En marge de la conférence de presse de la Hadopi mercredi, Marie-Françoise Marais, présidente du collège, a bien voulu répondre à certaines de nos questions.
Que pensez-vous de la proposition de Xavier Bertrand (notre actualité) qui viserait à transformer Hadopi en une autorité luttant contre le djihadisme…
Si l’État les interpelle, toutes les institutions, quelles qu’elles soient, doivent effectivement répondre qu’elles sont prêtes à l’aider. Maintenant, quand on regarde les moyens d’Hadopi, je ne pense pas qu’ils soient adaptés à la lutte contre le terrorisme. Si on veut nous transformer, pas de problème, mais à droit constant, je pense que la discussion devient presque indécente.
Un autre sujet qui semble indécent, car non évoqué, c’est celui d’Éric Walter…
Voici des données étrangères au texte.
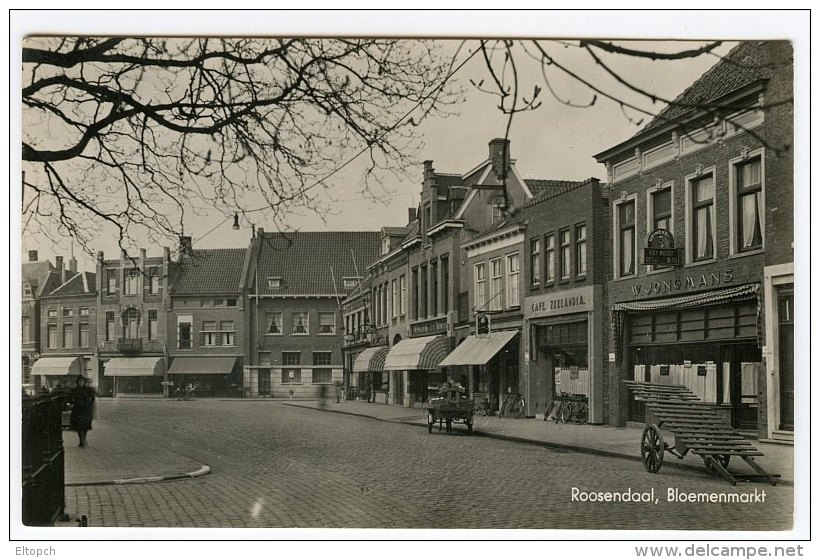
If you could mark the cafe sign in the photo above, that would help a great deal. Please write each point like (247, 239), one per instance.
(576, 300)
(661, 249)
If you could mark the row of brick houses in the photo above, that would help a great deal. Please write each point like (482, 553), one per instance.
(678, 269)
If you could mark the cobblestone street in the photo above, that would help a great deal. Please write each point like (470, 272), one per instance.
(274, 465)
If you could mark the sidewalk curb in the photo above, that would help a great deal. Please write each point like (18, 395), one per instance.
(518, 439)
(203, 470)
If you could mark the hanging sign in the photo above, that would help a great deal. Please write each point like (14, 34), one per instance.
(661, 249)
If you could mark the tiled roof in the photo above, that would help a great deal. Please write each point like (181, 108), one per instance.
(742, 66)
(80, 284)
(303, 260)
(209, 272)
(538, 186)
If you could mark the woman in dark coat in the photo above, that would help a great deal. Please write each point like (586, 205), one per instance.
(81, 398)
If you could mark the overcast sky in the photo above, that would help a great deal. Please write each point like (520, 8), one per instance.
(553, 142)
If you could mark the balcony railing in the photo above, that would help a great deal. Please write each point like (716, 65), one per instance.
(129, 345)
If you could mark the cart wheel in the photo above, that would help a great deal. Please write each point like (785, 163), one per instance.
(652, 448)
(722, 459)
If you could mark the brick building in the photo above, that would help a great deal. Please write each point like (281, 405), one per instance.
(38, 278)
(133, 298)
(68, 324)
(206, 321)
(565, 315)
(707, 185)
(296, 283)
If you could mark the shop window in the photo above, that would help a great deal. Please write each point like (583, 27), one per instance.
(625, 241)
(549, 258)
(327, 323)
(701, 227)
(535, 262)
(749, 205)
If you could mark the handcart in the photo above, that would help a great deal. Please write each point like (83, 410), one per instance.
(697, 428)
(451, 405)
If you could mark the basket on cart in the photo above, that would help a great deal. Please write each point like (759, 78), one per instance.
(450, 406)
(697, 428)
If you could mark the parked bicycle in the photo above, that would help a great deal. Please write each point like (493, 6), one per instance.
(568, 408)
(512, 406)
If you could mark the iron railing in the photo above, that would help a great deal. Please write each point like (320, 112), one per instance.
(43, 461)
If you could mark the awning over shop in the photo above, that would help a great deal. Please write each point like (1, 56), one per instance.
(133, 367)
(371, 359)
(715, 297)
(64, 365)
(202, 365)
(477, 351)
(417, 353)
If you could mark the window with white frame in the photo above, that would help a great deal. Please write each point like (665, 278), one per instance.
(748, 211)
(580, 249)
(394, 303)
(549, 258)
(701, 200)
(496, 286)
(299, 323)
(132, 282)
(228, 333)
(625, 238)
(513, 273)
(480, 286)
(327, 323)
(274, 322)
(403, 296)
(535, 262)
(564, 262)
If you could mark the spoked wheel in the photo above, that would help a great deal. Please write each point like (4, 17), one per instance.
(652, 448)
(722, 459)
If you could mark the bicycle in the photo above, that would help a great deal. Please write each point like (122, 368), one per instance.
(512, 406)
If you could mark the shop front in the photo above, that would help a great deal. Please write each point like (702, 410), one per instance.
(418, 359)
(208, 376)
(369, 367)
(708, 342)
(565, 348)
(493, 366)
(135, 375)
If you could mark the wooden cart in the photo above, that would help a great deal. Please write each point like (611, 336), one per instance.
(697, 428)
(451, 405)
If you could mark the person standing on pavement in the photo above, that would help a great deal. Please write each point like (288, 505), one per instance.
(82, 399)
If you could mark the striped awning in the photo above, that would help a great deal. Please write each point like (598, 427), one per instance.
(133, 367)
(63, 365)
(417, 353)
(204, 365)
(478, 350)
(714, 297)
(371, 359)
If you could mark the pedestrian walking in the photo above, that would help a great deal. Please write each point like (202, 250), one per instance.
(82, 399)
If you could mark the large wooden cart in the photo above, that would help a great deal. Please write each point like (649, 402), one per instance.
(697, 428)
(451, 405)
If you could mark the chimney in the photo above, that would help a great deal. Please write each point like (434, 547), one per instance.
(185, 245)
(58, 264)
(497, 156)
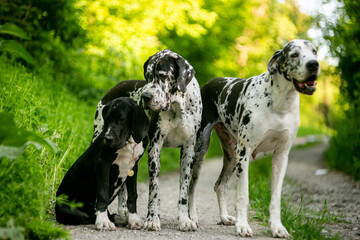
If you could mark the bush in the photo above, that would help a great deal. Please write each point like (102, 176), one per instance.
(343, 152)
(46, 108)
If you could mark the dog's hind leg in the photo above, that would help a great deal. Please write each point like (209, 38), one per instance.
(201, 147)
(242, 196)
(228, 145)
(279, 165)
(123, 212)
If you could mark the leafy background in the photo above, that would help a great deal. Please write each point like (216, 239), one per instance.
(81, 48)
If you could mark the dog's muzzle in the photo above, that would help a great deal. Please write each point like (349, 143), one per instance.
(308, 86)
(147, 100)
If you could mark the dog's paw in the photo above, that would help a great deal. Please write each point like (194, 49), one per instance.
(122, 217)
(243, 229)
(123, 212)
(228, 220)
(135, 222)
(195, 219)
(103, 222)
(152, 224)
(279, 231)
(187, 225)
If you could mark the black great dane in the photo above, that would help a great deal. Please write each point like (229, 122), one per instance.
(96, 177)
(171, 94)
(254, 115)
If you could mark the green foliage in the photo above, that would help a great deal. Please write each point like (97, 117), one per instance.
(343, 152)
(47, 108)
(343, 37)
(11, 232)
(13, 46)
(13, 141)
(297, 220)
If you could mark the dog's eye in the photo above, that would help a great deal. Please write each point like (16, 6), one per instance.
(294, 55)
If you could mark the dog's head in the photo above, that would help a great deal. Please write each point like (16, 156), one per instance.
(298, 63)
(166, 73)
(123, 118)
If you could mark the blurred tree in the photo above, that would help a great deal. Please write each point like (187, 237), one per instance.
(343, 36)
(234, 38)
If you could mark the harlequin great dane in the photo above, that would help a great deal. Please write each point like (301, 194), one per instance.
(254, 115)
(96, 177)
(171, 94)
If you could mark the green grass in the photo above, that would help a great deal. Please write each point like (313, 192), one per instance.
(50, 109)
(300, 222)
(28, 184)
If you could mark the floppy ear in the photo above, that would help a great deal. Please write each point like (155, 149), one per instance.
(273, 63)
(140, 123)
(186, 73)
(105, 109)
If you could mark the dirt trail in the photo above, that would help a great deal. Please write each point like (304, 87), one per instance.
(342, 194)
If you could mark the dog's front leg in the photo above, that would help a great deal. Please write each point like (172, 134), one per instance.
(279, 165)
(153, 216)
(135, 222)
(102, 170)
(242, 200)
(187, 155)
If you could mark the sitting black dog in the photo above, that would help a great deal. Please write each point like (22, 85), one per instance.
(96, 177)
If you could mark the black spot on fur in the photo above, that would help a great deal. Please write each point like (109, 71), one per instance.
(246, 119)
(243, 151)
(233, 96)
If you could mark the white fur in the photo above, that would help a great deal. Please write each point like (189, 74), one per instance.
(103, 222)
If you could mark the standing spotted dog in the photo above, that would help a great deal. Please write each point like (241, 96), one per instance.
(254, 115)
(171, 94)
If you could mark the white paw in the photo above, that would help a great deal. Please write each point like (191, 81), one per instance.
(122, 216)
(123, 212)
(243, 229)
(152, 224)
(187, 225)
(228, 220)
(195, 219)
(279, 231)
(103, 222)
(135, 222)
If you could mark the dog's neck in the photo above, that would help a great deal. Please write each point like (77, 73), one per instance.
(284, 95)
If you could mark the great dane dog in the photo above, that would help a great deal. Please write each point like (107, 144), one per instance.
(171, 94)
(96, 177)
(254, 115)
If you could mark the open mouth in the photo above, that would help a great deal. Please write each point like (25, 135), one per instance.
(308, 86)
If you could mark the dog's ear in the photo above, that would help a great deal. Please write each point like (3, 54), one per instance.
(105, 109)
(140, 123)
(186, 73)
(273, 63)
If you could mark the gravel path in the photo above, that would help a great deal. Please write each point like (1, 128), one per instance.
(342, 194)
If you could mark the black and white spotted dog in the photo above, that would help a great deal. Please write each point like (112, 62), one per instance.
(171, 94)
(255, 115)
(96, 177)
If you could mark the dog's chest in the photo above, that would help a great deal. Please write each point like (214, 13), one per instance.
(127, 157)
(178, 125)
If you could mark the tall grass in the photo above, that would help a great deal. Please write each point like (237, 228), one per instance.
(28, 184)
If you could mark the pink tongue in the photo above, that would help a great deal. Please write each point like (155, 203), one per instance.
(309, 83)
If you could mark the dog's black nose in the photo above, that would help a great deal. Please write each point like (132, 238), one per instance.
(146, 96)
(312, 65)
(108, 139)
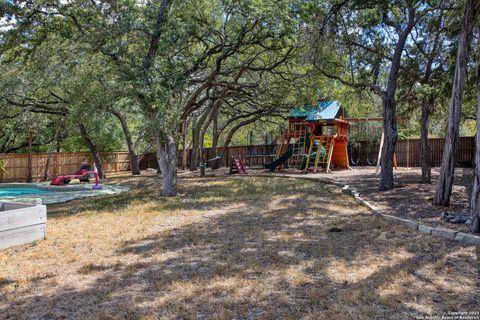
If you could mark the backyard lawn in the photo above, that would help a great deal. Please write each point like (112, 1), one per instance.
(233, 247)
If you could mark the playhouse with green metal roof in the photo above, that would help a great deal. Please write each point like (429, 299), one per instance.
(316, 138)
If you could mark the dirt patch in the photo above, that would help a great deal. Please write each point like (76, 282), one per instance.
(237, 247)
(410, 198)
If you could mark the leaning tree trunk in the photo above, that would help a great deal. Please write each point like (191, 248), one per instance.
(388, 151)
(447, 170)
(93, 150)
(475, 199)
(167, 162)
(134, 158)
(50, 154)
(195, 145)
(390, 108)
(427, 107)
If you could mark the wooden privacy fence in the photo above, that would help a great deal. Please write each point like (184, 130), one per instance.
(16, 164)
(407, 153)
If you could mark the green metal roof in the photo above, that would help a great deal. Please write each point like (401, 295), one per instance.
(323, 110)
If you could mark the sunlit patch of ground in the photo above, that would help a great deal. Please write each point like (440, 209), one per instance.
(232, 247)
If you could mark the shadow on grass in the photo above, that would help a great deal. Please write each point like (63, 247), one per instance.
(265, 260)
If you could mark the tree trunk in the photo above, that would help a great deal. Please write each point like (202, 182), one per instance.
(475, 198)
(195, 145)
(167, 162)
(197, 139)
(427, 107)
(93, 150)
(134, 159)
(390, 142)
(390, 108)
(184, 144)
(50, 154)
(30, 157)
(447, 170)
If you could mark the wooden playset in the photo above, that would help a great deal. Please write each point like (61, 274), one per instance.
(317, 137)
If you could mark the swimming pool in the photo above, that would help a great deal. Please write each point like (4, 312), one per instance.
(14, 192)
(28, 192)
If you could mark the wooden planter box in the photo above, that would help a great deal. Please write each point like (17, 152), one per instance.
(21, 223)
Pas de commentaire, même en rêve ! Des procédures sont en cours, elles se suivent, je ne me prononcerai pas là-dessus.
Dans un mois, vous allez fermer définitivement la porte de votre bureau. Quelles sont vos plus grandes satisfactions, regrets ou vos plus grandes erreurs... ?
Il y a forcément des erreurs. Vous me donneriez les clefs de Hadopi, sans qu’existe quoi que ce soit, avec l’expérience que j’ai pu acquérir ces 6 années, il est certain que je ne ferais pas du tout la même chose.
Des grands regrets ? Je n’ai pas de regrets. Dans toute ma carrière, mon seul souci a été de mettre ma force au service de ce qu’on me demandait de faire. On me demande une mission, j’essaye de le faire au mieux de mes facultés, qui sont nécessairement limitées. C’est une expérience à vivre, très dure à vivre, car cela n’a pas été un long fleuve tranquille. J’ai rencontré des gens qui ont été motivés, qui voulaient faire des choses, se heurtant à des murs de béton. Le monde n’est pas aussi rose qu’on le pense... mais pas aussi noir qu’on le dit.
Et que ce serait-il passé si on vous avait transmis les clefs législatives d’Hadopi ?
Je crois que je ne les aurais pas prises (éclat de rire).
Je vous les glisse dans la poche…
L’action du législateur est extrêmement difficile. Il n’a pas toutes les données exactes, est sur un terrain mouvant, qui change, qui bouge. Déjà, le progrès a été de concevoir qu’une autorité administrative dite indépendante puisse faire quelque chose de souple.
La loi est figée à un moment donné, ce que le législateur pouvait prévoir en toute sincérité, est vite dépassé dans ce monde du numérique, complètement obsolète au bout de plusieurs années.
Donc, un outil souple, qui puisse s’adapter à des situations complexes, les mains dans le terreau, sans avoir trop de contraintes rigides, je trouve que ce n’est pas une mauvaise idée. Le droit souple a aussi ses inconvénients, c’est la sécurité. On a besoin d’une certaine sécurité, voilà pourquoi la loi doit encadrer. Ne me demandez pas d’être législateur, c’est une mission extraordinaire et très difficile.
Lors de la conférence (notre actualité), vous avez montré une certaine prudence sur l’amende administrative...
J’ai besoin d’une expertise très approfondie, d’une réflexion sur l’amende administrative. Je ne dis pas qu’elle ne peut pas avoir lieu, mais si la négligence caractérisée ne reposait que sur un seul fait, simple à établir, cela pourrait être facile. Là c’est quelque chose de complexe qui se développe dans le temps. Je ne la jette pas au panier, je n’ai pas la réaction de Mireille Imbert-Quaretta qui dit que ce n’est pas possible, je dis que c’est très compliqué, mérite réflexion avant de l’instaurer rapidement dans la pratique parce qu’il faut en voir les limites. On ne peut pas faire trop vite n’importe comment.